Antibody Purity Detection

Purity of antibodies as determined by SDS-PAGE, Western blot, HPLC and mass spectrometry. You can read a fuller overview of these methods here:

SDS-PAGE

SDS-PAGE is the widely used protein chromatography, it separates proteins by molecular weight with polyacrylamide gel electrophoresis and purifies proteins with staining or immunostaining. Purity of antibody anti-apolipoprotein apoB chicken egg yolk (purity 90%) by SDS-PAGE detection can be to the purity reached 90%. Besides, SDS-PAGE also considers the purity test of recombinant proteins, such as human F1F0-ATP synthase subunit, purity of purified product was 98.3% SDS-PAGE detected purity was 98.3%.

Western blot

Western blot analysis of specific proteins to measure their expression and purity by adding proteins to a membrane and screening them against the antibodies. For anti-genital herpes virus IgY, for example, antibodies’ identity and purity were established by Western blot. Then it is evaluated via Western blot also how specific antibodies are for example anti-apolipoprotein apoB is highly specific by Western blot.

Western blot

HPLC: HPLC is a method to extract and purify complex mixtures (mostly protein pure). In monoclonal antibodies for the antigen poliovirus type I D, for instance, the antigen purity measured by HPLC was 99%. Also HPLC can measure the purity of recombinant proteins, in this case for recombinant human lysozyme HPLC analysis indicated purity 98.8%.

MS

Mass spectrometry is used to identify and measure proteins, often the molecular weight and structure of proteins are measured by this technique. When the endothelin 1 was examined, for instance, the relative molecular mass of fusion proteins was determined by mass spectrometry.

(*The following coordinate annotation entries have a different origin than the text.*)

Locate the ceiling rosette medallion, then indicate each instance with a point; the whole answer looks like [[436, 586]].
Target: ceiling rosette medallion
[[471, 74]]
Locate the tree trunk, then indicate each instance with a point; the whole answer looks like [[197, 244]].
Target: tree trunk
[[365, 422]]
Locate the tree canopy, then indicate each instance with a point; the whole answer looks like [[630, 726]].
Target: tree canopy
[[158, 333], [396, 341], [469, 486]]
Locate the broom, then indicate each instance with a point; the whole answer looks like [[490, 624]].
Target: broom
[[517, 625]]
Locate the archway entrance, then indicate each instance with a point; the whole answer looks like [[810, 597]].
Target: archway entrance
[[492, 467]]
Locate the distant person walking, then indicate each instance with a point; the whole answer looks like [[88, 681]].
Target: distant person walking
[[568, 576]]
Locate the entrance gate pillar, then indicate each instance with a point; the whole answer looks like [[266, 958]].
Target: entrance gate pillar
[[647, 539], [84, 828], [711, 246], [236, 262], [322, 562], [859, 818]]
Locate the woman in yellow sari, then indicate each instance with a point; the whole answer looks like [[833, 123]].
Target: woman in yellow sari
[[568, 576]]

SDS-PAGE, Western blot, HPLC, mass spectrometry are the standard approaches to antibody purity detection, with different characteristics and range of applications. SDS-PAGE is good for first separation and purity detection; Western blot is good to confirm the specificity and expression of antibodies; HPLC is good for purity determination at a high level; and mass spectrometry is great for precise protein identification and structure determination.